The warnings have sparked unusual restraint in an environment accustomed to being spendthrift. So far this summer the biggest transfer transaction has been the sale of Julián Alvarez, who has left Manchester City to join Atlético for a variable figure that could reach 90 million euros. Crystal Palace and Fulham have raised just over 50 million euros each for the sales of Olise and Palinha to Bayern. And Aston Villa even more for transferring Douglas Luiz and Moussa Diaby to Juventus and Al-Ittihad, respectively. To date the most expensive signing in the Premier League is striker Dominic Solanke, a rejection by Southgate for the national team, for whom Tottenham have paid 65 million euros to Bournemouth.

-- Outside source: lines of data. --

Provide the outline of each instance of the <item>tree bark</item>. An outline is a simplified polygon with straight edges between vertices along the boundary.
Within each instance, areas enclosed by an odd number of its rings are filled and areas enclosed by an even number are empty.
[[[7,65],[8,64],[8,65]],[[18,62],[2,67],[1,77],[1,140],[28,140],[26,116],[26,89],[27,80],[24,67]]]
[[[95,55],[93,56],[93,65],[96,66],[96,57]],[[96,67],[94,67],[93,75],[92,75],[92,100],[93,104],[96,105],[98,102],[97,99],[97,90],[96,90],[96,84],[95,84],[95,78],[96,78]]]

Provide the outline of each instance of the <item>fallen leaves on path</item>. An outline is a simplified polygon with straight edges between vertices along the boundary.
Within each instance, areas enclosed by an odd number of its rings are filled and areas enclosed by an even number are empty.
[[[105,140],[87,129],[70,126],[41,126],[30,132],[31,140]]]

Everything seems to be on hold in a Premier League that begins with a giant asterisk, which can be deduced from the process that Manchester City is immersed in, the team that made history last spring by winning the fourth consecutive league for the first time in the history of English football. The champion of six of the last seven competitions will be awaiting from September the deliberations of an independent commission, external to the Premier, which will elucidate whether from 2009 to 2018 it committed up to 115 infringements of the competition’s financial rules. The forecast is that the verdict will be known within three or four months and could lead to anything from an acquittal with all favourable pronouncements to a relegation, including a deduction in the points of the championship classification that is now beginning. So things are, the ball is not just rolling on the grass.

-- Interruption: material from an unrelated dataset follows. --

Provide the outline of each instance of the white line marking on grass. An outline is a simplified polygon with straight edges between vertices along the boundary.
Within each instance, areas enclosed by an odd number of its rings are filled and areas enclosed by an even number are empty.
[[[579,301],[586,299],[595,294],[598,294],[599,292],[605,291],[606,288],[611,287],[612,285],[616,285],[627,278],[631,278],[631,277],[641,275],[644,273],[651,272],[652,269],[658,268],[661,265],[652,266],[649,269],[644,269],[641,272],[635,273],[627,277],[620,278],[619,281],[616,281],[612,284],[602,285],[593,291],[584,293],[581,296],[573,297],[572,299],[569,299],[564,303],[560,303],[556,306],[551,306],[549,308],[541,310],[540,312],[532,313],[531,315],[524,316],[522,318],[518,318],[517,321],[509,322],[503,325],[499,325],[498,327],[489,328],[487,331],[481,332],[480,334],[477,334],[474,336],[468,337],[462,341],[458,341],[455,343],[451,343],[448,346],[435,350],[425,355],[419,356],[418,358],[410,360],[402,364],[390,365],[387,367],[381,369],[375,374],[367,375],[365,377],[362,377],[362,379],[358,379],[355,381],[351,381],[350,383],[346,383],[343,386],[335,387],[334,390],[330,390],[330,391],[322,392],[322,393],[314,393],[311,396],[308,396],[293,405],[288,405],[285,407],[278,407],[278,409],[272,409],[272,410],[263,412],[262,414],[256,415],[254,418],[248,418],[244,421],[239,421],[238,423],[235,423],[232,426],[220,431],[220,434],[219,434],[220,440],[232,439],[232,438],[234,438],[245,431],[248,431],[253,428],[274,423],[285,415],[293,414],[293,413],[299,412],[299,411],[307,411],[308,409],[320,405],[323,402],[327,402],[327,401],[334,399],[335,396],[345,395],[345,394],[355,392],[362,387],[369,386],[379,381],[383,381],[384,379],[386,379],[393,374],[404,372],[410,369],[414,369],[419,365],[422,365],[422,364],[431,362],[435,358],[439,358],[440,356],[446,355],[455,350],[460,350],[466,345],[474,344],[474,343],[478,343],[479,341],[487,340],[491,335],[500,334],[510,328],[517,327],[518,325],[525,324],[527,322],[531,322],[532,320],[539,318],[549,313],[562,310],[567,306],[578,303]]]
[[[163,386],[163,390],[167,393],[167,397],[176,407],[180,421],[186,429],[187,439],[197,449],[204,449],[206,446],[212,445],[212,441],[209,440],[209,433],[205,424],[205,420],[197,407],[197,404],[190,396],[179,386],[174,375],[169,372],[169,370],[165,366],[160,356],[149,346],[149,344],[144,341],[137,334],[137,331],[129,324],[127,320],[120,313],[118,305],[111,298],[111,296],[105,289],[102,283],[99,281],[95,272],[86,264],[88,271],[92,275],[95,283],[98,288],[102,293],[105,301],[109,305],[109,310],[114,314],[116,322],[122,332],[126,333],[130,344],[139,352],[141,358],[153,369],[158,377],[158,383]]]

On the pitch, City once again look superior. Last weekend they won the Super Cup, Pep Guardiola’s eighteenth title with the team where he is starting his ninth season and for which he has only signed Savinho from Girona, after selling players worth 116 million euros, including Olympic champion Sergio Gomez to Real Sociedad. They are the undisputed favourites. The rest are either contenders or at best outsiders in a league in which Aston Villa and Newcastle have thrived to put themselves at the level of a big six which until now included the two Manchester teams, plus Chelsea, Tottenham, Arsenal and Liverpool. Since 2009, only one of them, Chelsea, and on one occasion (2023), has fallen lower than eighth place.

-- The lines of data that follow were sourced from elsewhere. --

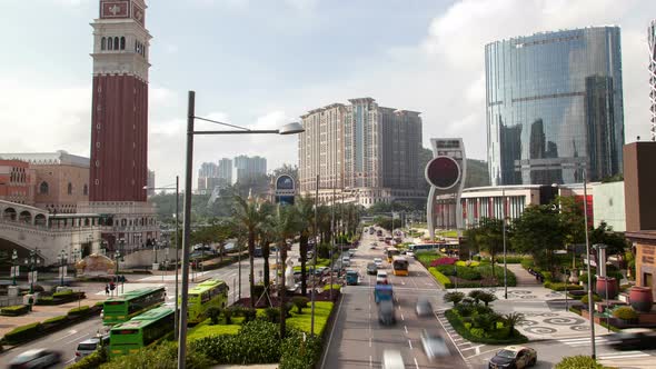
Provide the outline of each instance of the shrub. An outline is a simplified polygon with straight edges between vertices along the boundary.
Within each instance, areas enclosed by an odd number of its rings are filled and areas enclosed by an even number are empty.
[[[291,302],[296,307],[296,311],[298,313],[302,313],[302,309],[308,307],[308,302],[310,302],[310,299],[302,296],[296,296],[291,298]]]
[[[280,309],[279,308],[266,308],[265,320],[271,323],[280,322]]]
[[[430,275],[433,275],[433,277],[435,277],[438,283],[444,286],[444,288],[451,288],[451,280],[447,276],[440,273],[439,271],[437,271],[437,269],[433,267],[428,268],[428,271],[430,272]]]
[[[456,261],[458,261],[458,259],[456,259],[456,258],[443,257],[443,258],[435,259],[435,260],[430,261],[430,266],[431,267],[453,266],[456,263]]]
[[[613,310],[613,316],[622,320],[635,320],[638,319],[638,313],[630,307],[619,307]]]
[[[570,356],[564,358],[558,362],[555,369],[604,369],[604,366],[598,363],[595,359],[590,358],[589,356]]]
[[[30,307],[27,305],[17,305],[11,307],[4,307],[0,309],[0,316],[18,317],[23,313],[28,313]]]
[[[463,301],[464,298],[465,298],[465,293],[463,293],[463,292],[447,292],[444,296],[444,301],[445,302],[454,302],[454,306],[457,306],[458,302]]]
[[[580,302],[584,303],[586,307],[588,305],[588,301],[589,301],[589,295],[586,295],[580,298]],[[602,298],[599,296],[597,296],[596,293],[593,293],[593,301],[599,302],[599,301],[602,301]]]
[[[42,329],[43,326],[40,322],[16,327],[12,331],[4,335],[4,341],[9,345],[20,343],[37,336]]]
[[[90,310],[91,310],[91,308],[89,308],[88,306],[82,306],[79,308],[70,309],[67,315],[69,317],[78,317],[78,316],[83,316],[83,315],[89,313]]]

Two Spanish coaches (five of whom are starting the championship; they occupy a quarter of the league’s benches) are leading the challenge of two classics to establish themselves among the greats. Unai Emery achieved it last year with an Aston Villa of author who entered the Champions League and is looking for reinforcements. Until now he has recruited youngsters such as the pivot Onana (60 million euros paid to Everton) or the left-back Maatsen (signed for 40 million from Chelsea). His path marks the one that Julen Lopetegui wants to follow at the thriving West Ham United. Chelsea and Manchester United, already under the baton of Ineos at Old Trafford, must delve deeper into their reconstruction. Others such as Arsenal and Liverpool will try to follow the route that separates them from the champions. In London, Mikel Arteta is focusing on his fifth season with an increasingly mature team to which he tries to add consistency in the back line with the Italian Calafiori and the return of the Dutchman Timber, injured a year ago. And he awaits Mikel Merino. Arne Slot arrives at Anfield, a Dutchman determined to deny the legend that the picturesque style promoted by his country’s coaches is failing in the prosaic Premier League.
Football is back in the country that invented it. Transitions, tacklingsintensity, connection with the crowd, a melting pot in which the champion’s associative style makes its way among concepts that allow less frippery with the ball. There is essence and soul in the English fields. And for now, this year, a gigantic asterisk.